# REFRESHER EXERCISE CHALLENGE

In this week, you will work in your respective group to solve the coding tasks mentioned below. Our goal is to comprehensively rehearse some of the topics you have learnt so far in the course. 

Teams that manage to complete the challenge by **16.00 Wednesday 05.01.2022** (send me your code via e-mail) will receive **0.3 upgrade bonus** for their final grade. The full solutions will be released, along with the codes on some other parts, on Github platform on Thursday 06.01.2022. 

In [None]:
### In case you do not have the required packages, the following lines give you a pointer as 
###to how to install them on different machines.

#!pip install unidecode
#!pip install googletrans
#!pip install gensim
#!pip install spacy
#!pip install wordcloud
#!pip install pyldavis

#!python -m spacy download en_core_web_sm
#!python -m spacy download en_core_web_lg

#import nltk
#nltk.download('stopwords') 
#nltk.download('punkt') 
#nltk.download('wordnet') 
#nltk.download('averaged_perceptron_tagger')
#nltk.download('vader_lexicon')

### Set up and load the data


In [1]:
# Usual imports
import numpy as np
import os
import pandas as pd

# To plot pretty figures
%matplotlib inline
%config InlineBackend.figure_format = 'retina'
import matplotlib as mpl
import matplotlib.pyplot as plt
#%matplotlib notebook
mpl.rc('axes', labelsize=14)
mpl.rc('xtick', labelsize=12)
mpl.rc('ytick', labelsize=12)

import seaborn as sns
import warnings
warnings.filterwarnings('ignore', category=FutureWarning)
warnings.filterwarnings('ignore', category=DeprecationWarning)
warnings.filterwarnings = lambda *a, **kw: None

# To make this notebook's output identical at every run
np.random.seed(42)

In [2]:
# For this exercise to work, Scikit-Learn ≥0.2 is required
import sklearn

We use as an example the **20 Newsgroups** ([[http://qwone.com/~jason/20Newsgroups/]]) dataset (from `sklearn`), a collection of about 20,000 newsgroup (message forum) documents. 

In [3]:
from sklearn.datasets import fetch_20newsgroups
data = fetch_20newsgroups() # object is a dictionary
data.keys()

Downloading 20news dataset. This may take a few minutes.
Downloading dataset from https://ndownloader.figshare.com/files/5975967 (14 MB)

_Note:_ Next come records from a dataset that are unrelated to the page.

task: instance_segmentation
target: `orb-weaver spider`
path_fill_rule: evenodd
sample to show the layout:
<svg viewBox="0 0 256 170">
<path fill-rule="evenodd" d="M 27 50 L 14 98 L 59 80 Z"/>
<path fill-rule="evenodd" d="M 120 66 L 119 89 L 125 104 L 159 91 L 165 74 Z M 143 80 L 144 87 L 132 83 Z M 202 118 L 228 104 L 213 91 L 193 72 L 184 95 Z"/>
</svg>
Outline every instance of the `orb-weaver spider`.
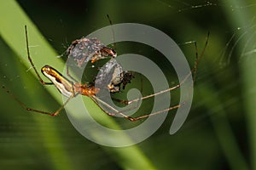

dict_keys(['data', 'filenames', 'target_names', 'target', 'DESCR'])

In [4]:
#Check dataset characteristics
print(data['DESCR'])

.. _20newsgroups_dataset:

The 20 newsgroups text dataset
------------------------------

The 20 newsgroups dataset comprises around 18000 newsgroups posts on
20 topics split in two subsets: one for training (or development)
and the other one for testing (or for performance evaluation). The split
between the train and test set is based upon a messages posted before
and after a specific date.

This module contains two loaders. The first one,
:func:`sklearn.datasets.fetch_20newsgroups`,
returns a list of the raw texts that can be fed to text feature
extractors such as :class:`sklearn.feature_extraction.text.CountVectorizer`
with custom parameters so as to extract feature vectors.
The second one, :func:`sklearn.datasets.fetch_20newsgroups_vectorized`,
returns ready-to-use features, i.e., it is not necessary to use a feature
extractor.

**Data Set Characteristics:**

    Classes                     20
    Samples total            18846
    Dimensionality               1
    Features       

In [5]:
W, y = data.data, data.target
n_samples = y.shape[0]
n_samples

11314

In [6]:
y[:10] # news story categories

array([ 7,  4,  4,  1, 14, 16, 13,  3,  2,  4])

In [7]:
doc = W[0]
doc

"From: lerxst@wam.umd.edu (where's my thing)\nSubject: WHAT car is this!?\nNntp-Posting-Host: rac3.wam.umd.edu\nOrganization: University of Maryland, College Park\nLines: 15\n\n I was wondering if anyone out there could enlighten me on this car I saw\nthe other day. It was a 2-door sports car, looked to be from the late 60s/\nearly 70s. It was called a Bricklin. The doors were really small. In addition,\nthe front bumper was separate from the rest of the body. This is \nall I know. If anyone can tellme a model name, engine specs, years\nof production, where this car is made, history, or whatever info you\nhave on this funky looking car, please e-mail.\n\nThanks,\n- IL\n   ---- brought to you by your neighborhood Lerxst ----\n\n\n\n\n"

In [8]:
#Make and check a pandas dataframe
df = pd.DataFrame(W,columns=['text'])
df['topic'] = y
df.head()

Unnamed: 0,text,topic
0,From: lerxst@wam.umd.edu (where's my thing)\nS...,7
1,From: guykuo@carson.u.washington.edu (Guy Kuo)...,4
2,From: twillis@ec.ecn.purdue.edu (Thomas E Will...,4
3,From: jgreen@amber (Joe Green)\nSubject: Re: W...,1
4,From: jcm@head-cfa.harvard.edu (Jonathan McDow...,14


In [9]:
from gensim.utils import simple_preprocess

processed = []
# iterate over rows
for i, text in enumerate(W):
    document = simple_preprocess(text) # get sentences/tokens
    processed.append(document) # add to list
    if i > 100:
        break



In [10]:
processed[0][:10]

['from',
 'lerxst',
 'wam',
 'umd',
 'edu',
 'where',
 'my',
 'thing',
 'subject',
 'what']

### Basic Text Descriptive Statistics

In [11]:
#Remove unicode characters
from unidecode import unidecode # package for removing unicode
uncode_str = 'Visualizations\xa0'
fixed = unidecode(uncode_str) # example usage
print([uncode_str],[fixed]) # print cleaned string (replaced with a space)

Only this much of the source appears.